Mountain Top Living
November 25, 2021
Our loving savior Jesus Christ is so good to us! The gifts we have seen grow in seminary—fraternity, knowledge, and joy—have continued to flourish in a number of ways on this pilgrimage. The hospitality we receive at our guest house, the education of our pilgrimage guide, and the laughter shared among both friends and strangers have all been signs that this trip is not just your typical road-trip, but truly a pilgrimage; a trip doused in the waters of the Holy Spirit, abundantly filling us with faith, hope, and love.
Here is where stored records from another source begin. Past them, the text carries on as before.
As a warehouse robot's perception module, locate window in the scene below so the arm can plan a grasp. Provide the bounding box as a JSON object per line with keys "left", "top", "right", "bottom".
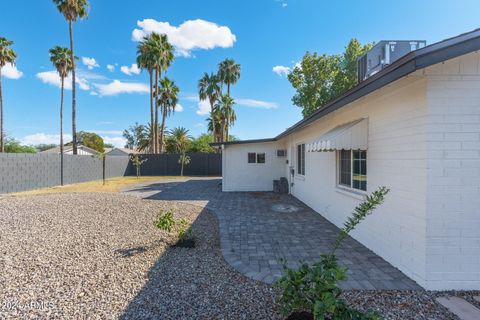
{"left": 257, "top": 153, "right": 265, "bottom": 164}
{"left": 338, "top": 150, "right": 367, "bottom": 191}
{"left": 297, "top": 144, "right": 305, "bottom": 175}
{"left": 248, "top": 152, "right": 265, "bottom": 164}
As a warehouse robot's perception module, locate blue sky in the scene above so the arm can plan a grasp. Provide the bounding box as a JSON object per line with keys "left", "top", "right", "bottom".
{"left": 1, "top": 0, "right": 480, "bottom": 147}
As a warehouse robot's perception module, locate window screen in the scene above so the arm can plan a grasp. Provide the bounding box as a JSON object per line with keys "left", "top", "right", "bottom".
{"left": 338, "top": 150, "right": 367, "bottom": 191}
{"left": 257, "top": 153, "right": 265, "bottom": 164}
{"left": 248, "top": 153, "right": 256, "bottom": 163}
{"left": 297, "top": 144, "right": 305, "bottom": 175}
{"left": 352, "top": 150, "right": 367, "bottom": 191}
{"left": 339, "top": 150, "right": 351, "bottom": 186}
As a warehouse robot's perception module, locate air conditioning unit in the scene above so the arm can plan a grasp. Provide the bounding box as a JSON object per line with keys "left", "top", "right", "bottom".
{"left": 357, "top": 40, "right": 426, "bottom": 82}
{"left": 276, "top": 149, "right": 287, "bottom": 157}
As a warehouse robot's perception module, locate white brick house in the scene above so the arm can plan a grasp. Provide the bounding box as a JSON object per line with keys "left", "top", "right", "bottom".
{"left": 213, "top": 29, "right": 480, "bottom": 290}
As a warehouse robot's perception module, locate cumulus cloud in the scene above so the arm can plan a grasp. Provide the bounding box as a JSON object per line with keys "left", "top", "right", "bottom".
{"left": 272, "top": 65, "right": 291, "bottom": 77}
{"left": 107, "top": 64, "right": 115, "bottom": 72}
{"left": 237, "top": 99, "right": 278, "bottom": 109}
{"left": 132, "top": 19, "right": 236, "bottom": 57}
{"left": 120, "top": 63, "right": 141, "bottom": 76}
{"left": 82, "top": 57, "right": 99, "bottom": 70}
{"left": 196, "top": 100, "right": 211, "bottom": 116}
{"left": 93, "top": 80, "right": 149, "bottom": 96}
{"left": 1, "top": 63, "right": 23, "bottom": 79}
{"left": 21, "top": 133, "right": 72, "bottom": 146}
{"left": 175, "top": 104, "right": 184, "bottom": 112}
{"left": 36, "top": 70, "right": 90, "bottom": 91}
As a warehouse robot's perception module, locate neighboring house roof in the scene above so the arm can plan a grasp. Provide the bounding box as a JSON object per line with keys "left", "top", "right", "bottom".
{"left": 41, "top": 145, "right": 100, "bottom": 154}
{"left": 212, "top": 28, "right": 480, "bottom": 147}
{"left": 105, "top": 147, "right": 139, "bottom": 155}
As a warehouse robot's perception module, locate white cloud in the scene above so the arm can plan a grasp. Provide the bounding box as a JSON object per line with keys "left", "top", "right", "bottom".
{"left": 282, "top": 2, "right": 288, "bottom": 7}
{"left": 196, "top": 100, "right": 211, "bottom": 116}
{"left": 93, "top": 80, "right": 149, "bottom": 96}
{"left": 132, "top": 19, "right": 236, "bottom": 57}
{"left": 272, "top": 65, "right": 291, "bottom": 77}
{"left": 175, "top": 103, "right": 184, "bottom": 112}
{"left": 21, "top": 133, "right": 72, "bottom": 146}
{"left": 90, "top": 91, "right": 98, "bottom": 96}
{"left": 236, "top": 99, "right": 278, "bottom": 109}
{"left": 103, "top": 136, "right": 126, "bottom": 148}
{"left": 1, "top": 63, "right": 23, "bottom": 79}
{"left": 89, "top": 130, "right": 123, "bottom": 135}
{"left": 107, "top": 64, "right": 115, "bottom": 72}
{"left": 36, "top": 70, "right": 90, "bottom": 91}
{"left": 120, "top": 63, "right": 141, "bottom": 76}
{"left": 82, "top": 57, "right": 99, "bottom": 70}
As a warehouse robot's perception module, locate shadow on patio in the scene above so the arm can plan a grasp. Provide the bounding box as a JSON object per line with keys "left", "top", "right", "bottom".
{"left": 123, "top": 178, "right": 421, "bottom": 291}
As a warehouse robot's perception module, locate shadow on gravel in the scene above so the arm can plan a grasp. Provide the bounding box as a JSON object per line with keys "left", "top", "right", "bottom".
{"left": 114, "top": 239, "right": 169, "bottom": 258}
{"left": 118, "top": 206, "right": 279, "bottom": 320}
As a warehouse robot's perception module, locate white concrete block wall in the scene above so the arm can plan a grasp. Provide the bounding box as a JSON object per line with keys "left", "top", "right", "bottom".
{"left": 424, "top": 52, "right": 480, "bottom": 290}
{"left": 280, "top": 75, "right": 429, "bottom": 286}
{"left": 223, "top": 142, "right": 286, "bottom": 191}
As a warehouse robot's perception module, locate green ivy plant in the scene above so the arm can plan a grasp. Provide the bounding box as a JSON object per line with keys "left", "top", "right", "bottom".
{"left": 276, "top": 186, "right": 389, "bottom": 320}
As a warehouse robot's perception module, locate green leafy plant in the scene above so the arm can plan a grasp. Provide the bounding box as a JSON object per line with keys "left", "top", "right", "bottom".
{"left": 155, "top": 209, "right": 176, "bottom": 232}
{"left": 276, "top": 186, "right": 389, "bottom": 320}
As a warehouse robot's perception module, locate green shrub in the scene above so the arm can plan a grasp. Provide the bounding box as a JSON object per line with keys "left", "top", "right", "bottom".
{"left": 155, "top": 209, "right": 176, "bottom": 232}
{"left": 276, "top": 186, "right": 389, "bottom": 320}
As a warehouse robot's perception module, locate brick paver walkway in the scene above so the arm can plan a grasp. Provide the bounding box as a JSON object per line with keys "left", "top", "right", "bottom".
{"left": 124, "top": 178, "right": 420, "bottom": 290}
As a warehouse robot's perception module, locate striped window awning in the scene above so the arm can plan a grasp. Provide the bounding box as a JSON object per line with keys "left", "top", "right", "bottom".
{"left": 307, "top": 118, "right": 368, "bottom": 152}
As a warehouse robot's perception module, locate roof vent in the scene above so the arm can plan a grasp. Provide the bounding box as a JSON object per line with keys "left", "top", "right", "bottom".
{"left": 357, "top": 40, "right": 426, "bottom": 82}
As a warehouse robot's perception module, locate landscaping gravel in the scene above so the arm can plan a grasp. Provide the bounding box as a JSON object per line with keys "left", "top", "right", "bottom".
{"left": 0, "top": 193, "right": 279, "bottom": 319}
{"left": 0, "top": 192, "right": 467, "bottom": 320}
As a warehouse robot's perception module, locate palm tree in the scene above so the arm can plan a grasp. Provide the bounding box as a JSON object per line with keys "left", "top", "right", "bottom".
{"left": 149, "top": 33, "right": 174, "bottom": 153}
{"left": 218, "top": 58, "right": 241, "bottom": 97}
{"left": 136, "top": 36, "right": 156, "bottom": 153}
{"left": 206, "top": 109, "right": 222, "bottom": 142}
{"left": 53, "top": 0, "right": 89, "bottom": 155}
{"left": 215, "top": 95, "right": 236, "bottom": 142}
{"left": 157, "top": 77, "right": 179, "bottom": 153}
{"left": 168, "top": 127, "right": 191, "bottom": 176}
{"left": 198, "top": 72, "right": 221, "bottom": 142}
{"left": 49, "top": 46, "right": 74, "bottom": 186}
{"left": 0, "top": 37, "right": 17, "bottom": 153}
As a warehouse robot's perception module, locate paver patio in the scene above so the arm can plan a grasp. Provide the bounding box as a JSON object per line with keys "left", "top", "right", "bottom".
{"left": 124, "top": 178, "right": 420, "bottom": 290}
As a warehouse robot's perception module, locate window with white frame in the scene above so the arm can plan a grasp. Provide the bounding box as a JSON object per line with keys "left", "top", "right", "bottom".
{"left": 247, "top": 152, "right": 266, "bottom": 164}
{"left": 297, "top": 144, "right": 305, "bottom": 175}
{"left": 338, "top": 150, "right": 367, "bottom": 191}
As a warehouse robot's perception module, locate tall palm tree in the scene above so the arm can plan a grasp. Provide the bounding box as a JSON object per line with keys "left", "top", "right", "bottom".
{"left": 157, "top": 77, "right": 179, "bottom": 153}
{"left": 49, "top": 46, "right": 74, "bottom": 186}
{"left": 198, "top": 72, "right": 221, "bottom": 142}
{"left": 0, "top": 37, "right": 16, "bottom": 153}
{"left": 218, "top": 58, "right": 241, "bottom": 97}
{"left": 215, "top": 95, "right": 236, "bottom": 142}
{"left": 136, "top": 36, "right": 156, "bottom": 153}
{"left": 53, "top": 0, "right": 89, "bottom": 155}
{"left": 149, "top": 33, "right": 174, "bottom": 153}
{"left": 206, "top": 109, "right": 222, "bottom": 142}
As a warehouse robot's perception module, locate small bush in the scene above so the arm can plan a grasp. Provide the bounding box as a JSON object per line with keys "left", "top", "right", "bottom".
{"left": 154, "top": 210, "right": 195, "bottom": 248}
{"left": 155, "top": 209, "right": 176, "bottom": 232}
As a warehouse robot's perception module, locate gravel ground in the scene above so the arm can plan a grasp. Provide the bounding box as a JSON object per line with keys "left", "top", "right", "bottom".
{"left": 0, "top": 192, "right": 471, "bottom": 320}
{"left": 0, "top": 193, "right": 279, "bottom": 319}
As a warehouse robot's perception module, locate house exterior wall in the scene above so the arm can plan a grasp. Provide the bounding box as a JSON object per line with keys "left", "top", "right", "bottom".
{"left": 220, "top": 52, "right": 480, "bottom": 290}
{"left": 282, "top": 75, "right": 429, "bottom": 287}
{"left": 424, "top": 52, "right": 480, "bottom": 290}
{"left": 222, "top": 142, "right": 286, "bottom": 191}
This blessed work of the Spirit especially became evident to me with our recent visit to the Church of the Transfiguration, located at the top of Mount Tabor. We sang Missa de Angelis mass parts (a personal favorite from my days at Saint John Vianney College Seminary) and “Let all Mortal Flesh Keep Silence” as a communion meditation hymn. The long echo of the almost-empty Church of the Transfiguration made our voices bounce off the walls and reverberate to a beautiful chorus. During the Gospel, when Deacon Juan Carlos read from Mark 9, “Jesus took Peter, James, and his brother John and led them up THIS mountain apart by themselves,” I could feel the difference of our location and I felt my heart jump a bit. We were listening to Him, we were seeing Him transfigured, we were seeing the fullness of His glory in the sacrifice of the Eucharist. We were seeing the face of the Father in the gift of the Son, sent among us for the forgiveness of sins. We continued to be faithful disciples, approaching the Lord, remembering His Words, “doing this in memory of me.” The mountain top experience doesn’t draw us away from the day-to-day experience; it opens our eyes to the wonder of what has already been present for a while and will continue to be present to us. The daily mass schedule of seminary when I first entered was admittedly tiresome. Now it is everything. And by my experience on Mount Tabor, I can see it is the very Transfiguration itself, the very mountain-top experience we as disciples need to carry on to Calvary.
As we took some time to pray, I turned to the Second Reading from the Divine Office from the Feast of the Transfiguration. I will let Anastasius of Sinai close this reflection out, having much weightier and more universal words than I.
“It is indeed good to be here, as you have said, Peter. It is good to be with Jesus and to remain here forever. What greater happiness or higher honor could we have than to be with God, to be made like him and to live in his light? Therefore, since each of us possesses God in his heart and is being transformed into his divine image, we also should cry out with joy: It is good for us to be here.”